I overheard a bit of a conversation about pitching at tonight’s singing. This prompted a longer conversation with Marsha on the drive home: we know that the pitch at which we sing a tune is lower than the notated pitch, but by how much?

When I got home, I looked through some notes I had made a year ago when I decided to check actual sung pitches on vintage recordings of traditional Southern singings. Here’s what I found:

  • 38b Windham: Notated in E minor, sung in D minor by Alabama Sacred Harp Singing Convention, 1942 Lomax recording.
  • 45t New Britain: Notated in C major, sung at around A major on “Original Sacred Harp”, 2007 Bibletone re-release of on older recording (1960s).
  • 47b Idumea: Notated in A minor, sung in E minor, by Lookout Mountain Convention, 1968.
  • 49b Mear: Notated in G major, sung in E major on “Fasola – 53 Shape Note Folk Hymns,” 1970 Smithsonian recording.

I had also checked the pitch on one contemporary traditional Southern singing:

  • 39t Detroit: Notated in E minor, sung halfway between D and D# minor on “In Sweetest Union Join,” United Sacred Harp Musical Association, 2003.

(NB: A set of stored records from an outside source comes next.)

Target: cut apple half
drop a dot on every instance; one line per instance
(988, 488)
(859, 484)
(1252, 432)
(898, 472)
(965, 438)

So as a rough average, traditional sung pitch is about a third below notated pitch — but actual sung pitches could range from a minor second below notated pitch, to a fifth below notated pitch.

Update: Marsha checked the entire “In Sweetest Union Join” recording and found most songs pitched a major or minor third below notated pitch, though one song was pitched above notated pitch (!), and one song as low as a diminished fourth below.